Changes in polyphasic chlorophyll a fluorescence induction curve upon inhibition of donor or acceptor side of photosystem II in isolated thylakoids

The action of various inhibitors affecting the donor and acceptor sides of photosystem II (PSII) on the polyphasic rise of chlorophyll (Chl) fluorescence was studied in thylakoids isolated from pea leaves. Low concentrations of diuron and stigmatellin increased the magnitude of J-level of the Chl fluorescence rise. These concentrations barely affected electron transfer from PSII to PSI as revealed by the unchanged magnitude of the fast component (t(1/2) = 24 ms) of P700+ dark reduction.

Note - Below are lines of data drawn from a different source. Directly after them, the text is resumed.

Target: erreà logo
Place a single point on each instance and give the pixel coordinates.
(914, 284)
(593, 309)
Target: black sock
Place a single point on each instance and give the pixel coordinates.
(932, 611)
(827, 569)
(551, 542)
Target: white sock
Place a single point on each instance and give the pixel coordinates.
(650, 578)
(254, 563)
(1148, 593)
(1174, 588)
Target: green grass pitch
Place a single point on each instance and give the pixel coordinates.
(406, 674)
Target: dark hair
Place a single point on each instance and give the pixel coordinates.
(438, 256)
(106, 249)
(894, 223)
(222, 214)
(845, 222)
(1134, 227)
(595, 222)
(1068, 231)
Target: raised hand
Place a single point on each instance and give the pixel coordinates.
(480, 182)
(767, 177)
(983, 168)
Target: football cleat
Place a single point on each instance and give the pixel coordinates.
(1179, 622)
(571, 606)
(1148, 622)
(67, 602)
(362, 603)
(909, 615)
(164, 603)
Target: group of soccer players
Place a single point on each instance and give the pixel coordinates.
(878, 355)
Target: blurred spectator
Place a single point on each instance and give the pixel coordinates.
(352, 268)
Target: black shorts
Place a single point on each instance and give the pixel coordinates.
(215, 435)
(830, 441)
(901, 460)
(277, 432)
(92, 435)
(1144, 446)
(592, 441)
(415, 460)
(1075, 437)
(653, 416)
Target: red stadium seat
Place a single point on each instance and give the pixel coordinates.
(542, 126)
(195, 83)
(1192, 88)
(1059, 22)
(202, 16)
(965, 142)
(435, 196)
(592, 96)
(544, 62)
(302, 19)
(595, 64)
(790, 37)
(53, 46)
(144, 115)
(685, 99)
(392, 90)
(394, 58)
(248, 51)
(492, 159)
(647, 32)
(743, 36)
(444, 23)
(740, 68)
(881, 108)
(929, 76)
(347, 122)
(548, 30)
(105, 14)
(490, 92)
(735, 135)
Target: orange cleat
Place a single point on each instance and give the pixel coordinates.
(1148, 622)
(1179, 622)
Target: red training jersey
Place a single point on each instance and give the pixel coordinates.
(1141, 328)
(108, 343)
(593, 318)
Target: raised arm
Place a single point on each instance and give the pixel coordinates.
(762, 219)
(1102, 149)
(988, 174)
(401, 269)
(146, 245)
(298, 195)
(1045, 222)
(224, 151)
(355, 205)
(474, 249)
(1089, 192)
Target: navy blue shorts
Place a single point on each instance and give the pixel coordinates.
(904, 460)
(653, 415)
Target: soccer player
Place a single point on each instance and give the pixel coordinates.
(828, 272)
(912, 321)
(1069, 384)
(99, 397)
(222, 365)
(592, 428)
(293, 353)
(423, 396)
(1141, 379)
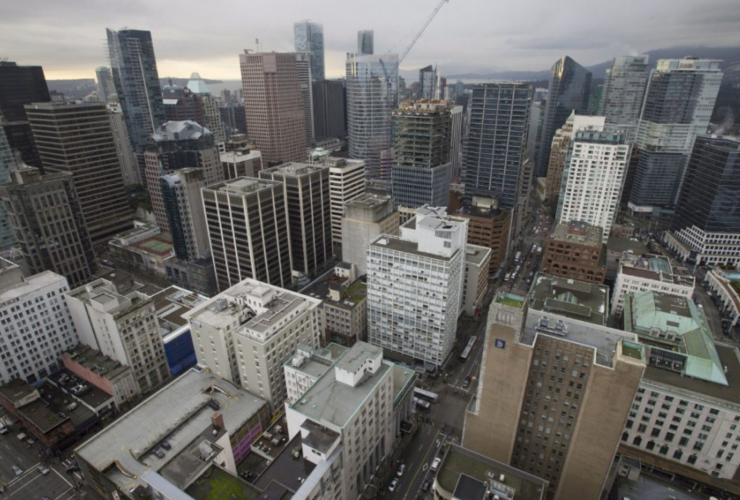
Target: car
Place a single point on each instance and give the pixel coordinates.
(401, 469)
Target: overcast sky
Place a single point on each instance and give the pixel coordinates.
(68, 38)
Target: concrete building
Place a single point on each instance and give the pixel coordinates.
(623, 93)
(274, 105)
(248, 228)
(590, 374)
(78, 139)
(30, 200)
(705, 229)
(346, 183)
(307, 195)
(365, 218)
(34, 338)
(246, 333)
(204, 420)
(640, 273)
(404, 316)
(678, 105)
(574, 250)
(120, 322)
(593, 178)
(568, 91)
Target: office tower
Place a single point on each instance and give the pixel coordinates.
(495, 147)
(678, 105)
(309, 38)
(427, 83)
(568, 91)
(121, 322)
(365, 42)
(246, 333)
(365, 218)
(346, 183)
(32, 199)
(106, 90)
(559, 152)
(422, 138)
(21, 85)
(456, 146)
(273, 105)
(575, 250)
(400, 319)
(329, 110)
(209, 104)
(593, 178)
(135, 77)
(308, 202)
(370, 99)
(706, 225)
(577, 372)
(78, 139)
(248, 230)
(177, 145)
(46, 334)
(304, 79)
(624, 90)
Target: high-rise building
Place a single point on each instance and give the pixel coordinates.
(365, 218)
(303, 65)
(496, 141)
(177, 145)
(568, 91)
(329, 109)
(308, 202)
(422, 138)
(21, 85)
(365, 42)
(46, 333)
(31, 200)
(135, 77)
(706, 226)
(309, 38)
(248, 231)
(370, 98)
(78, 139)
(679, 101)
(273, 105)
(577, 372)
(246, 333)
(624, 90)
(106, 90)
(400, 319)
(593, 178)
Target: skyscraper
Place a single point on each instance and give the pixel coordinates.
(678, 104)
(495, 149)
(570, 84)
(136, 80)
(372, 92)
(21, 85)
(274, 106)
(32, 200)
(309, 38)
(365, 42)
(78, 139)
(624, 90)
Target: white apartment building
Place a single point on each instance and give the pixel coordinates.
(593, 178)
(415, 286)
(246, 333)
(638, 273)
(121, 322)
(35, 325)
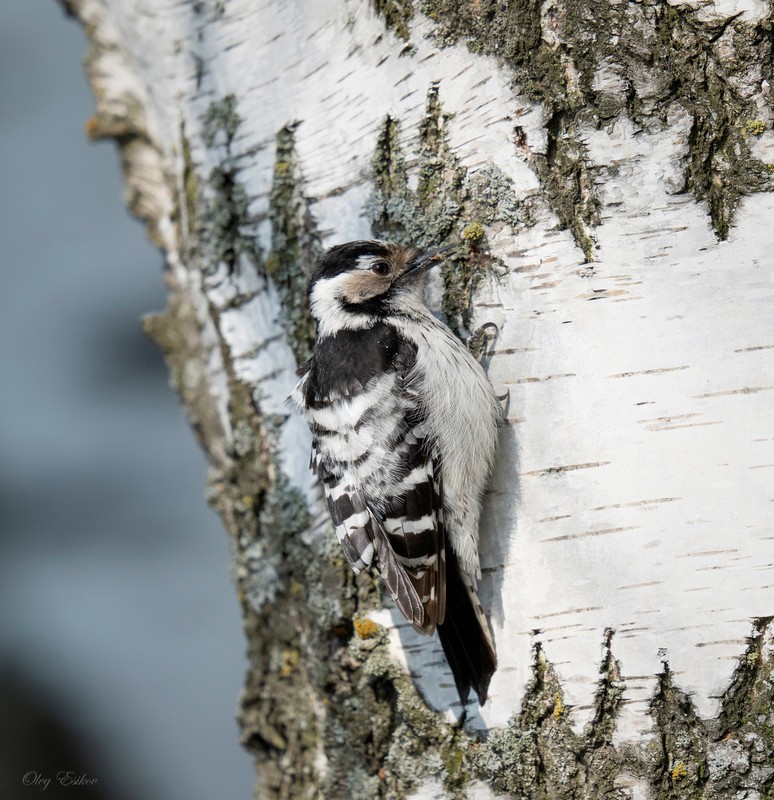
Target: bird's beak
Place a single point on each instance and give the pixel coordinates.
(424, 261)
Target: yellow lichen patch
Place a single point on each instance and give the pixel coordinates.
(474, 232)
(365, 628)
(559, 709)
(289, 662)
(679, 771)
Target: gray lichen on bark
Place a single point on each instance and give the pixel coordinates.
(447, 207)
(659, 56)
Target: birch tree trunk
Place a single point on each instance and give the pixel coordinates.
(606, 170)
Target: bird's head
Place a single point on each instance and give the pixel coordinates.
(367, 279)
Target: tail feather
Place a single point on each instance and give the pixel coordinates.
(465, 635)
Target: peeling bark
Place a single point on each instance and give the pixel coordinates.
(606, 172)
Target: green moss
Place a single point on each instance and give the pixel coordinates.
(224, 230)
(753, 127)
(396, 14)
(221, 122)
(435, 213)
(474, 232)
(295, 245)
(662, 54)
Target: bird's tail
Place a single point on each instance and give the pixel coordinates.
(465, 634)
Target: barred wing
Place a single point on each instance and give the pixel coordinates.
(377, 461)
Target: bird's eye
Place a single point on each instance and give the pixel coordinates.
(380, 268)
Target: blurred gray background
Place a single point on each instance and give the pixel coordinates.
(121, 652)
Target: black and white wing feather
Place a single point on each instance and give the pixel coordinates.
(373, 452)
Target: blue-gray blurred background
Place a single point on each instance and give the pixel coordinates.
(121, 653)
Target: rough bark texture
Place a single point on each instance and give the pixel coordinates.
(577, 151)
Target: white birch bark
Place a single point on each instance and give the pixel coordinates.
(634, 490)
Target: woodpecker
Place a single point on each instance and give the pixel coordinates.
(404, 431)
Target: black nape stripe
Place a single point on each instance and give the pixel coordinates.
(341, 258)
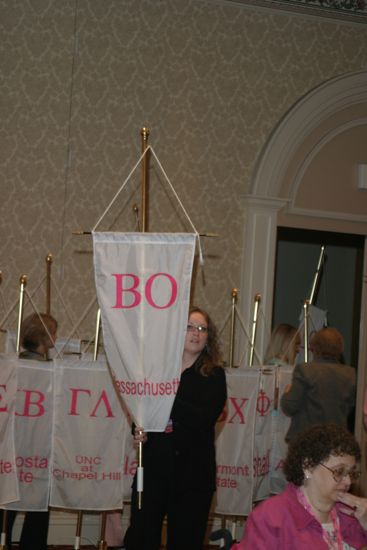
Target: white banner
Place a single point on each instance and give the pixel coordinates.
(235, 443)
(89, 438)
(280, 425)
(250, 443)
(8, 385)
(143, 288)
(263, 434)
(32, 433)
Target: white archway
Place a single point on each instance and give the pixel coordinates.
(264, 202)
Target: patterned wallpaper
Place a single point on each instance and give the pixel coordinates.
(79, 78)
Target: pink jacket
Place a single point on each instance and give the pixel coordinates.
(281, 523)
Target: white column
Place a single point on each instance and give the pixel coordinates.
(258, 265)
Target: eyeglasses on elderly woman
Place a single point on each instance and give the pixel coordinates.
(340, 472)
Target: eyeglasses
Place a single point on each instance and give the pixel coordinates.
(340, 473)
(201, 328)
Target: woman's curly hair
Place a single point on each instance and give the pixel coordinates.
(315, 445)
(211, 355)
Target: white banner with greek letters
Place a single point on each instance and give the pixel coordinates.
(263, 434)
(250, 445)
(89, 438)
(143, 288)
(280, 426)
(8, 385)
(32, 433)
(235, 443)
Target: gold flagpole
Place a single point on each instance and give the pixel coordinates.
(233, 321)
(254, 328)
(23, 283)
(48, 283)
(143, 228)
(305, 319)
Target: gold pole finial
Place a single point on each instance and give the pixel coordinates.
(23, 282)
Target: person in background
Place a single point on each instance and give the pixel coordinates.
(37, 337)
(179, 464)
(315, 511)
(283, 345)
(323, 390)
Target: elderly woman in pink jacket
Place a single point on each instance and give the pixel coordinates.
(316, 510)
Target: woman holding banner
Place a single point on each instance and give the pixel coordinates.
(179, 464)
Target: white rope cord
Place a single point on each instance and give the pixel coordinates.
(266, 326)
(40, 318)
(68, 151)
(121, 188)
(180, 203)
(2, 301)
(247, 336)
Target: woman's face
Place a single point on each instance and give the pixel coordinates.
(332, 477)
(196, 334)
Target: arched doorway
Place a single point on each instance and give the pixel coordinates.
(306, 177)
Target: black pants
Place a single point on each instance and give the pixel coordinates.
(34, 531)
(187, 516)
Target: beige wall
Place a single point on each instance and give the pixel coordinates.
(79, 79)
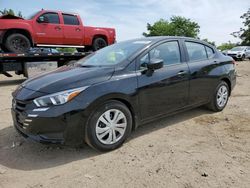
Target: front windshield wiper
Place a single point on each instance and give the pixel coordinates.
(87, 66)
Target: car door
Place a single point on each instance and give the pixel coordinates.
(50, 31)
(166, 90)
(202, 63)
(73, 33)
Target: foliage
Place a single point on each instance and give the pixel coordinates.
(176, 26)
(209, 42)
(244, 33)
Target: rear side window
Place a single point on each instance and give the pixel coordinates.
(169, 52)
(196, 51)
(210, 52)
(70, 19)
(51, 17)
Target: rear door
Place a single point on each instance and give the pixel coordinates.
(51, 32)
(166, 90)
(202, 63)
(73, 32)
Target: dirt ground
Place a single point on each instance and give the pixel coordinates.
(196, 148)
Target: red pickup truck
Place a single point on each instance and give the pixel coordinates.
(51, 29)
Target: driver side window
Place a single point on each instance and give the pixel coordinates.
(50, 18)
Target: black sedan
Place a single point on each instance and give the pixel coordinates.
(106, 95)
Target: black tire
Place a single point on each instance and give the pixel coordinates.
(85, 49)
(99, 43)
(17, 43)
(214, 104)
(91, 126)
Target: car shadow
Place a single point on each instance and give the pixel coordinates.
(18, 153)
(11, 82)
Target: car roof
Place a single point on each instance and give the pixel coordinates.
(156, 39)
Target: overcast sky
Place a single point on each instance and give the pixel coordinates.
(217, 18)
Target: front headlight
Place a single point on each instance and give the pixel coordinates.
(58, 98)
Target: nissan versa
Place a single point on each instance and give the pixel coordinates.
(106, 95)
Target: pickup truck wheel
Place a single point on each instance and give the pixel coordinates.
(17, 43)
(99, 43)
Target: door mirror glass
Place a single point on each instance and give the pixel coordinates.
(155, 64)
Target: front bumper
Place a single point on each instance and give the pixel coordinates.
(64, 129)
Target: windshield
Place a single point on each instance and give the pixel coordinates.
(238, 48)
(113, 54)
(30, 17)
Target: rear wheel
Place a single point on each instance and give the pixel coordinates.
(99, 43)
(109, 126)
(17, 43)
(220, 97)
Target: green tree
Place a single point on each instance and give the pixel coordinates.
(7, 11)
(10, 12)
(209, 42)
(244, 33)
(176, 26)
(227, 46)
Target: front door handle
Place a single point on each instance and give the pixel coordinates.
(181, 73)
(58, 28)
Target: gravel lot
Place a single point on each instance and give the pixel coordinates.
(196, 148)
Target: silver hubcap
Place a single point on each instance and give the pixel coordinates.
(111, 126)
(222, 96)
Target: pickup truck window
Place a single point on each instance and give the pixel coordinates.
(51, 17)
(70, 19)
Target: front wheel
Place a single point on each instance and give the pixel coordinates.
(17, 43)
(220, 97)
(109, 126)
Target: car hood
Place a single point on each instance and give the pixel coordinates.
(68, 77)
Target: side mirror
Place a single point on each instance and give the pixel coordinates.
(155, 64)
(43, 19)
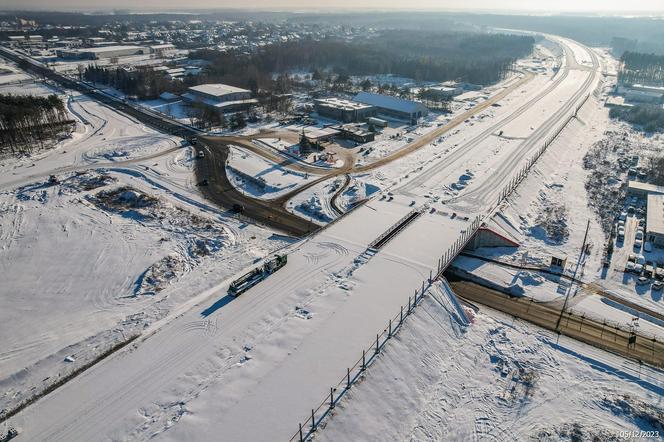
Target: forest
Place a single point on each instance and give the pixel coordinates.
(641, 68)
(648, 117)
(141, 83)
(428, 56)
(28, 122)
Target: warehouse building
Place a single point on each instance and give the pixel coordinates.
(655, 220)
(393, 107)
(642, 190)
(221, 96)
(343, 110)
(101, 52)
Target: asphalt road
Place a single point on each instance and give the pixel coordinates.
(220, 191)
(584, 329)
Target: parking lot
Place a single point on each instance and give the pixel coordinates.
(642, 264)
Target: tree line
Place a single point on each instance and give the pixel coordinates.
(28, 121)
(648, 117)
(636, 67)
(426, 56)
(142, 83)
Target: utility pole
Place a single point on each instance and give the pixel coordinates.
(576, 269)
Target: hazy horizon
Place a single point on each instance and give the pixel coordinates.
(636, 7)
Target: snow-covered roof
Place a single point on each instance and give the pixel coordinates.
(387, 102)
(655, 221)
(216, 89)
(640, 187)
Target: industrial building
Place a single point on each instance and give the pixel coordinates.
(638, 93)
(393, 107)
(655, 220)
(356, 133)
(221, 96)
(101, 52)
(343, 110)
(642, 190)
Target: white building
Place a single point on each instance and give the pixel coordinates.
(393, 107)
(101, 52)
(221, 96)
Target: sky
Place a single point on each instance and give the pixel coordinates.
(593, 6)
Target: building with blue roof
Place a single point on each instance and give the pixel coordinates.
(393, 107)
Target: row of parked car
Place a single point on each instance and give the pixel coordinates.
(640, 230)
(647, 270)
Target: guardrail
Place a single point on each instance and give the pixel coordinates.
(394, 229)
(523, 172)
(370, 353)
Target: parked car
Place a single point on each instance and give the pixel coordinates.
(659, 273)
(649, 271)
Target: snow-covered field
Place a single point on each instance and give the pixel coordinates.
(260, 178)
(210, 366)
(499, 379)
(122, 241)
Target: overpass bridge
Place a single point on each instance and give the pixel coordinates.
(276, 350)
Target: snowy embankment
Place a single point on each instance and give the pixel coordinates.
(260, 178)
(497, 379)
(94, 259)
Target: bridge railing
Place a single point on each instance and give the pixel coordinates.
(371, 351)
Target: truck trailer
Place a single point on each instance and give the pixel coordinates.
(250, 279)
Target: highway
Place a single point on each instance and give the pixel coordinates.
(581, 328)
(274, 352)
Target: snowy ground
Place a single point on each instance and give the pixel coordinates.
(498, 379)
(274, 351)
(315, 202)
(549, 211)
(260, 178)
(82, 272)
(546, 288)
(133, 255)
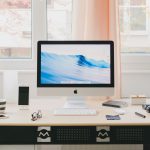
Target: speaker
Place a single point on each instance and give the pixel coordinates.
(23, 98)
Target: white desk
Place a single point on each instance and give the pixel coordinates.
(131, 129)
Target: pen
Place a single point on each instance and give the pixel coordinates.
(141, 115)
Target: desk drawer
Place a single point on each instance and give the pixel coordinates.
(128, 134)
(17, 135)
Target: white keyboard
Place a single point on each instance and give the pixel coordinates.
(75, 112)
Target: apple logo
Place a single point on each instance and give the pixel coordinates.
(75, 92)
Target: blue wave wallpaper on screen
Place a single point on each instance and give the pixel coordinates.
(73, 69)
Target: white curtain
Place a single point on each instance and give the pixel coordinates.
(98, 20)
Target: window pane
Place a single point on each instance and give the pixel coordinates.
(124, 2)
(138, 19)
(134, 27)
(59, 14)
(124, 20)
(138, 2)
(15, 28)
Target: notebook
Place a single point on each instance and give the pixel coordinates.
(117, 104)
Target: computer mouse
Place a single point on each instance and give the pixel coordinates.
(120, 111)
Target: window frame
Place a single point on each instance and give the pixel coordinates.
(39, 32)
(147, 19)
(138, 62)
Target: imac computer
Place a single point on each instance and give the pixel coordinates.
(75, 69)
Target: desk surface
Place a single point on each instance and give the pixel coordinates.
(19, 117)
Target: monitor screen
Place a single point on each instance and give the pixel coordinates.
(75, 64)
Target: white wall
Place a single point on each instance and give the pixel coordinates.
(133, 82)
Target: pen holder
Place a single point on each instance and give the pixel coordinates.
(138, 99)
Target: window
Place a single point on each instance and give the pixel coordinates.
(59, 18)
(15, 29)
(135, 26)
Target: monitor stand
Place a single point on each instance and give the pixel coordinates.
(75, 102)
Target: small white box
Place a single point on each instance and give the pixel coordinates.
(138, 99)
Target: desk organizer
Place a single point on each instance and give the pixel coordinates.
(138, 99)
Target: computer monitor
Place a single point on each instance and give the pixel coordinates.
(75, 69)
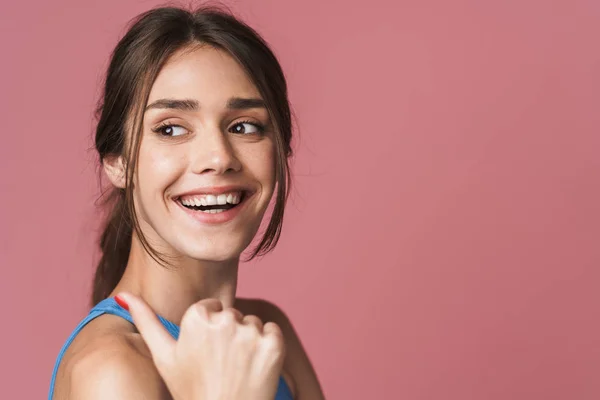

Higher concentrations of diuron and stigmatellin suppressed electron transport from PSII to PSI, which corresponded to the loss of thermal phase, the Chl fluorescence rise from J-level to the maximal, P-level. The effect of various concentrations of carbonylcyanide m-chlorophenylhydrazone (CCCP), which abolishes S-state cycle and binds at the plastoquinone site on QB, the secondary quinone acceptor PSII, on the Chl fluorescence rise was very similar to that of diuron and stigmatellin. Low concentrations of diuron, stigmatellin, or CCCP given on the background of N,N,N',N'-tetramethyl-p-phenylenediamine (TMPD), which is shown to initiate the appearance of a distinct I-peak in the kinetics of Chl fluorescence rise measured in isolated thylakoids [BBA 1607 (2003) 91], increased J-step yield to I-step level and retarded Chl fluorescence rise from I-step to P-step. The increased J-step fluorescence rise caused by these three types of inhibitors is attributed to the suppression of the non-photochemical quenching of Chl fluorescence by [S2+ S3] states of the oxygen-evolving complex and oxidized P680, the primary donor of PSII reaction centers. In the contrary, the decreased fluorescence yield at P step (J-P, passing through I) is related to the persistence of a "plastoquinone"-type quenching owing to the limited availability of photochemically generated electron equivalents to reduce PQ pool in PSII centers where the S-state cycle of the donor side is modified by the inhibitor treatments.     

The mechanism of photosynthetic water splitting.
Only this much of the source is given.